In one of the most bizarre election years in U.S. history, Professor Allan Lichtman, who’s accurately predicted every presidential winner of the popular vote since 1984, is sticking to his forecast of a Trump win.
However, he’s making some big qualifications.
A distinguished professor of history at American University, Lichtman has turned presidential predictions into a science — he’s even written a book about it.
Back in May, Lichtman told The Washington Post that his system points to a Trump presidency.
With election day around the corner, we sat down with the professor to see if he’s changed his mind.
The ’13 Keys’
Lichtman’s system, which he started in the early ’80s with Russian scientist Volodia Keilis-Borok, uses 13 true/false statements called the “Keys to the White House.”
The keys determine whether the incumbent party will keep hold of The White House during an election. If more than half are false, the challengers win.
- Party Mandate: The incumbent party holds more seats in the U.S. House of Representatives after the midterm elections than in the previous years.
- Contest: There is no serious contest for the incumbent party nomination.
- Incumbency: The incumbent party candidate is the sitting president.
- Third party: There is no significant third party or independent campaign.
- Short-term economy: The economy is not in recession during the election campaign.
- Long-term economy: Real per-capita economic growth during the term equals or exceeds mean growth during the previous two terms.
- Policy change: The incumbent administration effects major changes in national policy.
- Social unrest: There is no sustained social unrest during the term.

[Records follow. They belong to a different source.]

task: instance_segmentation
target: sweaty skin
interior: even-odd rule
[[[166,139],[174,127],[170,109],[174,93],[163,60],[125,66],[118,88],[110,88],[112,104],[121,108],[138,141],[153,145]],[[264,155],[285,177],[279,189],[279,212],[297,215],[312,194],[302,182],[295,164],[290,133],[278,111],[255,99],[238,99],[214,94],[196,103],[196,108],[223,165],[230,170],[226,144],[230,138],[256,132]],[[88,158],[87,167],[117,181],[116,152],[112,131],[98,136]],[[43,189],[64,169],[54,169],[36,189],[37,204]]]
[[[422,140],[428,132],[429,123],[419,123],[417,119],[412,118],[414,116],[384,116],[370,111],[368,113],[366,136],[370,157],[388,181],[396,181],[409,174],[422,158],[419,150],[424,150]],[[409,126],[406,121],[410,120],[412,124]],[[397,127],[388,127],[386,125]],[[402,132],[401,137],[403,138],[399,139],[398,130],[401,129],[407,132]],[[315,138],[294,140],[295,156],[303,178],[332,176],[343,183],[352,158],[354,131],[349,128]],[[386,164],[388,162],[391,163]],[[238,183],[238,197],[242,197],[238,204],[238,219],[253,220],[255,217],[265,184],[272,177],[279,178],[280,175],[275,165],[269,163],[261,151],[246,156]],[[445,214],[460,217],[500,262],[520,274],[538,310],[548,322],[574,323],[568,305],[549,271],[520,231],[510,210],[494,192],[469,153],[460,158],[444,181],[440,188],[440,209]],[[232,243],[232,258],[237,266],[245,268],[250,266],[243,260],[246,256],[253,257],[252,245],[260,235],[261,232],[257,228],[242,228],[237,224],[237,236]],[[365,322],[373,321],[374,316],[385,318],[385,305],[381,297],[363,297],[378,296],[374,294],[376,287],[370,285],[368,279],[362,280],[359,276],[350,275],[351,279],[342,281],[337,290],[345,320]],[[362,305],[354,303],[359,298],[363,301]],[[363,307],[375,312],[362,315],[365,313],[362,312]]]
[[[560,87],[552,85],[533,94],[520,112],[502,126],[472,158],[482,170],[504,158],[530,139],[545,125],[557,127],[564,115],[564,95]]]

- Scandal: The incumbent administration has not committed a major scandal.
- Foreign/military failure: The incumbent administration suffers no major failure in foreign or military affairs.
- Foreign/military success: The incumbent administration achieves a major success in foreign or military affairs.
- Incumbent charisma: The incumbent party candidate is charismatic.
- Challenger charisma: The challenging party candidate is not charismatic.
What about the polls?
The keys have nothing to do with approval ratings or horse-race polls because they’re “often wrong,” Lichtman said.
Instead, he bases his predictions on a theory of how elections operate and breaks down what each party has to do to win.
A Clinton presidency
Because Trump is such an unusual candidate, Lichtman says this is the most difficult election he’s ever had to predict.
When asked if he would change his model if Hillary Clinton wins, he said it would depend on how Trump affected the future of politics.